The full GEvo panel comparing six grass genes to each other is a lot of information to take in at once, so instead I've zoomed in to focus just on the sorghum sequence and any regions identified as having similar sequence in other grasses:


As you can see we've gone from eight candidate regulatory regions down to only two, with one (the five prime case) being the more likely of the two.

Identifying Gene Pairs

The easiest way to identify homeologous gene pairs is probably to use SynMap with appropriate QuotaAlign filters. But other approaches to identifying homeologous gene pairs, such as approaches based on phylogeny of individual gene families could potentially work as well.

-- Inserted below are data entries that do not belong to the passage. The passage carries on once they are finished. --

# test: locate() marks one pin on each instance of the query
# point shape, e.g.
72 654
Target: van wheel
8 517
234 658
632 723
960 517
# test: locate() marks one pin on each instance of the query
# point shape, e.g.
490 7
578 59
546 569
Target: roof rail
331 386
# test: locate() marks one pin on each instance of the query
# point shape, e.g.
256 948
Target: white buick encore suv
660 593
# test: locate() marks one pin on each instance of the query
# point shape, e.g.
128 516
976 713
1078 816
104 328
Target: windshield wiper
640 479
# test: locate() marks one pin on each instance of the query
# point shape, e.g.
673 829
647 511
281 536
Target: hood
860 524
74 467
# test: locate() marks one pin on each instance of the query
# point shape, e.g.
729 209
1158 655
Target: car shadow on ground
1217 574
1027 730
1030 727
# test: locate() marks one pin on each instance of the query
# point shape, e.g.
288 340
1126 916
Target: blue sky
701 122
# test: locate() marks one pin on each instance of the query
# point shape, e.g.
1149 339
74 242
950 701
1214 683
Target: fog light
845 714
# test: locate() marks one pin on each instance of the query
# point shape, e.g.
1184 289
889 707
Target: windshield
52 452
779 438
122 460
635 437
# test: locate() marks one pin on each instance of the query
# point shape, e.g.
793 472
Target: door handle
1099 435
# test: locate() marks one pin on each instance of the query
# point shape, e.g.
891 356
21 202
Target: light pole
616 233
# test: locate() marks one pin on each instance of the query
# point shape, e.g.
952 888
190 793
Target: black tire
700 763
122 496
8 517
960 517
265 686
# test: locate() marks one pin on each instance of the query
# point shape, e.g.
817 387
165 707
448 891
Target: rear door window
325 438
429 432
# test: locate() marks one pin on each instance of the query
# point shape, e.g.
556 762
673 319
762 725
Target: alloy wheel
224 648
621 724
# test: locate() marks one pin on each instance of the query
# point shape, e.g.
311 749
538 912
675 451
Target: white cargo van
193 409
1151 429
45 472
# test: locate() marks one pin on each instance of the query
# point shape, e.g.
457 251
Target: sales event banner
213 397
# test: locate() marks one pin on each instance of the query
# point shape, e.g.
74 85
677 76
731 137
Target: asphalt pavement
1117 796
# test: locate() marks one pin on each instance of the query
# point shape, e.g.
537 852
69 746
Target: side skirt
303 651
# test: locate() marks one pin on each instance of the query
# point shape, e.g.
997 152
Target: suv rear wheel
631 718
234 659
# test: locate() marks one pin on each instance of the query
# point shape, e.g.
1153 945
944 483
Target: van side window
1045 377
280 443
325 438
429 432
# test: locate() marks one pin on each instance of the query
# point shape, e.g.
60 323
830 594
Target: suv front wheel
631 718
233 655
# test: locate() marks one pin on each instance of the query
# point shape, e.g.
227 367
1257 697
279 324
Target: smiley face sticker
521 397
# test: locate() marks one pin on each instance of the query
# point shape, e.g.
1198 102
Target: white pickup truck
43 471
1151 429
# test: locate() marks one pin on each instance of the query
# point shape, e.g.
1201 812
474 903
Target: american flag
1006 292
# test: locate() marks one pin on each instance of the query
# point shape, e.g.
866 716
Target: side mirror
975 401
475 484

For working on natural promoter bashing in the grasses, this spreadsheet listing syntenic orthologs in Sorghum, Setaria, Rice, and Brachypodium for genes in the maize B73_refgen2 FGS gene set may be useful:

Defining Conserved Promoter Elements

Identifying conserved noncoding sequences by hand is feasible for a handful of genes (or even a few dozen) but when dealing with thousands of gene pairs, manual examination becomes impractical (unless you have a co-worker you REALLY hate that you can talk into doing it for you.)

The favored approach in the Freeling Lab to identifying conserved noncoding sequences in an automated fashion is our CNS Discovery Pipeline.